The legacy of our culture has been compromised by replacing it with youth-driven initiatives guided by people with no affinity to their culture- I had the personal experience of that with elimination of David Photo who played the head of the Morocco family in Generations. I was the replacement. Needless to say I was incensed.
If one would pause to look back, one would see a litany of robbing African people of age-old wisdom. The white culture of this country is built solidly from its Euro-centric roots and age-old wisdom. Look around at the custodians of it. Pieta Torein, Richard Loring, The Lindbergs, Daphney Kuhn to mention a few.
It is in the light of all this that I am embarking and joining this hunger protest to highlight the cultural starvation of African people. SABC is a major symbol of it and our government is its world-renowned architect.
Yes I am currently working, on Scandal! on a daily basis, and on other work, as well as possibly traveling to the Philippines this month. I know someone will jump now as say how can I be starving when I am working. The fact is I am SURVIVING not living. And if you would take time to investigate you would realise that is what our culture is doing - surviving. It's not alive. It's hanging precariously on the fringes of the predominant white culture.
I survived in the UK when I was there. I don’t expect to just survive in my own country. I came home to live but evidently am thrown into survival mode. Let my hunger be the epitome of that.
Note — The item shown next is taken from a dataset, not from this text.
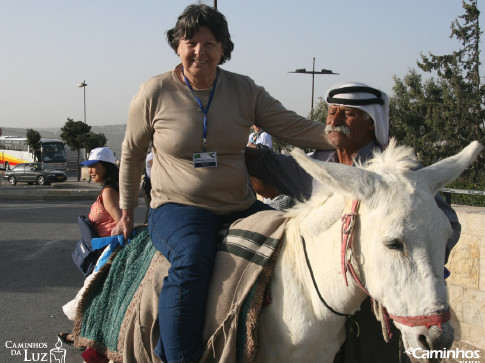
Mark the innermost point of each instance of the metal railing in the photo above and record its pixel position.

I felt like quitting Generations at one point back then. I had a son who was an aspirant actor. He said, “But Papa if you stop, what are we going to eat?” I told him, “It doesn't matter, I am not going to tolerate this nonsense. We will survive.”
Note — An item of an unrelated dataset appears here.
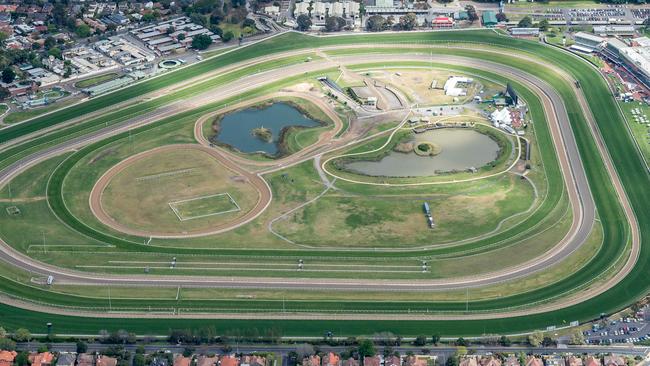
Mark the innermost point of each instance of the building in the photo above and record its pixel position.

But it is enough of just surviving. Enough.
I would like to acknowledge and extend my gratitude to Michael Lee rousing me from my sluggish sleep. When I heard that Michael was going on this protest I was deeply moved as he is an American who was taking interest in something that is going on in MY country. How could I sit by the wayside?
And Zamambo Tshabalala, a brave and tenacious young woman, young enough to be my daughter, who has made me realise my contribution to the industry still leaves much to be desired – and that the industry is surely not yet Uhuru. Or if it is then we have to free ourselves from the grip of the greed of our fellow Africans as they continue to arrest our development by lining their pockets and inflating their bellies. Zamambo is a member of the ANC Youth League – and I think Mr Malema should be seeing how counter-revolutionary the situation is.
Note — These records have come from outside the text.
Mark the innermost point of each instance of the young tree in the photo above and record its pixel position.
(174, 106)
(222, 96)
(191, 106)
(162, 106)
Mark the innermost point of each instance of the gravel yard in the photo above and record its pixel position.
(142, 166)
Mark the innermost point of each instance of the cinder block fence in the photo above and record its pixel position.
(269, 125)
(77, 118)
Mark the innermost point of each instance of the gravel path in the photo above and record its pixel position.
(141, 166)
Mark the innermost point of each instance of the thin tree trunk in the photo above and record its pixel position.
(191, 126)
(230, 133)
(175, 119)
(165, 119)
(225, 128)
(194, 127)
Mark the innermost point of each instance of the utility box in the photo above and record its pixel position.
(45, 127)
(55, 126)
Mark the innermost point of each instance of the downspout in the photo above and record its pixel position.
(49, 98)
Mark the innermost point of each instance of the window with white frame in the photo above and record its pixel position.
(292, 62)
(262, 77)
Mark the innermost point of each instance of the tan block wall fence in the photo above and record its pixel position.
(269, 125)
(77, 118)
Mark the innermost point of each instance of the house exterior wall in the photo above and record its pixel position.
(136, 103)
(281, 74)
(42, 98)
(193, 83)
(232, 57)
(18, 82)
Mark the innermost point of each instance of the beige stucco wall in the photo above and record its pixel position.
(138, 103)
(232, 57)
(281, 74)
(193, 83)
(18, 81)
So to conclude, I would like highlight a story Zama told about having to cook for her family while she was hungry, and wanting to cheat – but not doing that. For me this was such a powerful metaphor. What stopped her from cheating on her vow, and nibbling at what she was cooking, was conscience. Is that something our government has? When these people continue to squander OUR money – is there a conscience involved there? If a 24 year old girl knows how to listen to her conscience when there is food there to eat, to grab – and she is only really interested in taking her own share. Her conscience even kept her from that! And they, they want to eat OUR share. Conscience is dead in the corridors of power! It is sad, very very sad.
Today Zama I stand looking up to you as my role model. Thank you for being the beacon of light in this time of overwhelming darkness.